Yetika Rahmi (32) salah seorang warga Kota Padang terlihat antusias untuk mendapatkan gula yang dilempar dari atas panggung dan genteng masjid oleh panitia, sambil menggendong anaknya yang berumur 4,5 tahun, Yetika tidak mau kalah juga dari warga lain agar bungkusan gula berlabuh ditangannya.

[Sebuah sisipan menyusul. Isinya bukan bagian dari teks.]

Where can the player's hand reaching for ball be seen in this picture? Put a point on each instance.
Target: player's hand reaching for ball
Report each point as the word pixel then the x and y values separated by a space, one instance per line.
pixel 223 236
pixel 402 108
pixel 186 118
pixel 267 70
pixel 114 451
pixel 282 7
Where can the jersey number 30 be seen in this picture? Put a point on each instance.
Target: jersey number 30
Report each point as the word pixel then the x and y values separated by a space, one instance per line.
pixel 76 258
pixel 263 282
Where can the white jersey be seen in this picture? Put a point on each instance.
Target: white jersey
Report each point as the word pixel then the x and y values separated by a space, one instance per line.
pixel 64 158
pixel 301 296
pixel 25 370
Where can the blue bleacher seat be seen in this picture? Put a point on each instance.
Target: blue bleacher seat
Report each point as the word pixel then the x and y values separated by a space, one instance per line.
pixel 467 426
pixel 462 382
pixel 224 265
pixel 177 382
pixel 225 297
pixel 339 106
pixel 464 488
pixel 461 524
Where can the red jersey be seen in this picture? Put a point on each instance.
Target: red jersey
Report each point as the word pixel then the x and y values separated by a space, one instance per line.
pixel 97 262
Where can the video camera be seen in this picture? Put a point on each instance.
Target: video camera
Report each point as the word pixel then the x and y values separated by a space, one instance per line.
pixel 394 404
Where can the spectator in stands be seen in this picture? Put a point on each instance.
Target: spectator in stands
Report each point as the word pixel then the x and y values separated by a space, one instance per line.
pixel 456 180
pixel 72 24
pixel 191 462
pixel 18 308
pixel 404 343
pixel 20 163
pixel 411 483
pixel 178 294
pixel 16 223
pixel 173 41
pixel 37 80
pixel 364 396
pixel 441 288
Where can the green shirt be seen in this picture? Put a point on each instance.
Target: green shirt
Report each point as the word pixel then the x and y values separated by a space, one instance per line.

Panitia membawa bungkusan gula ke atas genteng masjid sebelum dibagikan kepada warga yang hadir
Tidak ada batasan usia, agama, ras ataupun golongan, semua berbaur bergembira bersama berebut bungkusan gula dengan canda tawa. Ada yang mendapatkan banyak bungkusan gula, ada juga mereka yang tidak dapat sama sekali. Namun, kebersamaan dan kegembiraan sama-sama mereka dapatkan untuk dibawa pulang.

Menurut Yetika, fastival yang diselenggarakan umat islam keturunan India itu sangat menarik, tidak ada aturan ataupun larangan bagi orang luar (bukan keturuan India-red). “Siapa saja boleh datang, contohnya saya, saya bukan keturunan India, saya merasa ketika berada di sini, sama juga dengan mereka,” ujarnya.

Dikatannya, datang ke lokasi acara bukan niat untuk mendapatkan gula yang dibagikan tersebut. “Tradisi ini unik, sayang untuk kita lewatkan,” ujar ibu rumah tangga yang tinggal di kawasan Purus, Kota Padang tersebut yang sudah berada di lokasi acara sejak pukul 15.30 WIB.

Pukul 16.15 WIB, usai melaksanakan sholat ashar berjamaah di Masjid Muhammadan, panitia mulai memberikan aba-aba melalui mikrofon, sebahagian panitia juga terlihat tengah sibuk memasang bendera berbentuk segitiga, warna hijau dan di tengahnya ada gambar bulan sabit dan bintang warna putih. Lalu, doa bersama sebagai tanda acara dimulai.

Panitia juga meminta ratusan wagra yang telah memadati halaman Masjid Muhammadan agar menjaga ketentraman, ratusan warga tersebut diminta untuk membagi dua tempat, perempuan di sebelah kanan dan laki-laki di sebalah kiri, dengan tujuan demi keamanan.

Usai pembacaan doa, ratusan pasang mata tertuju ke atas panggung dan genteng masjid, beberapa orang panitia masih terlihat membawa bungkusan gula yang dimasukkan ke dalam karung untuk dinaikkan ke atas panggung.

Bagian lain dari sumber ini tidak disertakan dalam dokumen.